I had Carl play footage from different cameras at sporadic intervals. I wanted to bury my actual inquiry among several others, just in case Scott Temple asked Carl what I seemed to be looking for.
After about forty minutes of skimming footage, I asked him to pull up the Christopher Street Pier cameras from the morning Jack saw his missed moment. I hoped that with luck, we’d get one quick glimpse of a woman in a fancy dress walking in and out of the frame with a basket.

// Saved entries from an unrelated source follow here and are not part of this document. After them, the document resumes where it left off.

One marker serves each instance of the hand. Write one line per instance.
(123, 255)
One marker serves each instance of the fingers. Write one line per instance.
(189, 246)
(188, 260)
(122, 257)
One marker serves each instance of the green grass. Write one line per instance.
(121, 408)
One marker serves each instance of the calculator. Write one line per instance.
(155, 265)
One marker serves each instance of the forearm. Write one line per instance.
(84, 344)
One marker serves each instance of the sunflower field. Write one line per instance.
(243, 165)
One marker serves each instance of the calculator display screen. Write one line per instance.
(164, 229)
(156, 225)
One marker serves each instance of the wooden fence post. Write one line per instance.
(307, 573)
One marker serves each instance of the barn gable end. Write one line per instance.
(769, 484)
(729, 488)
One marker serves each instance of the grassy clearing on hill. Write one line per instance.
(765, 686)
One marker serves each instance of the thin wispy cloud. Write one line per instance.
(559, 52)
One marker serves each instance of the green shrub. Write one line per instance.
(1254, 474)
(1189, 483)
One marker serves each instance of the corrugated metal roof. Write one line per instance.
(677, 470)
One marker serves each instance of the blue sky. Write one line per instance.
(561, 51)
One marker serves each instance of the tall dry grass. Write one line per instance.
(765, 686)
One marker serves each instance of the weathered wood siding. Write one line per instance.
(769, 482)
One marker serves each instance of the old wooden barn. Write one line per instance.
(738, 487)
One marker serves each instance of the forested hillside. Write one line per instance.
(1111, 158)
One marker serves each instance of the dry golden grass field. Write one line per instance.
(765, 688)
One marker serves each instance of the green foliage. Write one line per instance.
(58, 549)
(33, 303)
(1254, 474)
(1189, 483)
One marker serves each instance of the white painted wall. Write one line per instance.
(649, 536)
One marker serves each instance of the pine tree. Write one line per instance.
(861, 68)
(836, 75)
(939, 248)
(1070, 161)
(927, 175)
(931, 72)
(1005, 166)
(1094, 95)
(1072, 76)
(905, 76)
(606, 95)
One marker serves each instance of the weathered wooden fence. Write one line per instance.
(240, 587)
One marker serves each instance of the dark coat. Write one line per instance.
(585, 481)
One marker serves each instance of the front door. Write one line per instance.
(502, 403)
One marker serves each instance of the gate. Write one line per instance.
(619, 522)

But that’s not what we saw. Melissa started to point at the screen, but I tapped her arm gently as a signal to wait.
I let the tape play a few more minutes before announcing that I was beat. Feigning fatigue, I told Carl that I appreciated his help, but that I couldn’t make heads or tails out of the video without my client, who was on house arrest. “Is there a way to get it on disc or something?” I asked. “I can tell you which cameras and time periods we’re interested in.” I planned to make them broad enough to feed Temple’s opinion that I was on a fishing expedition.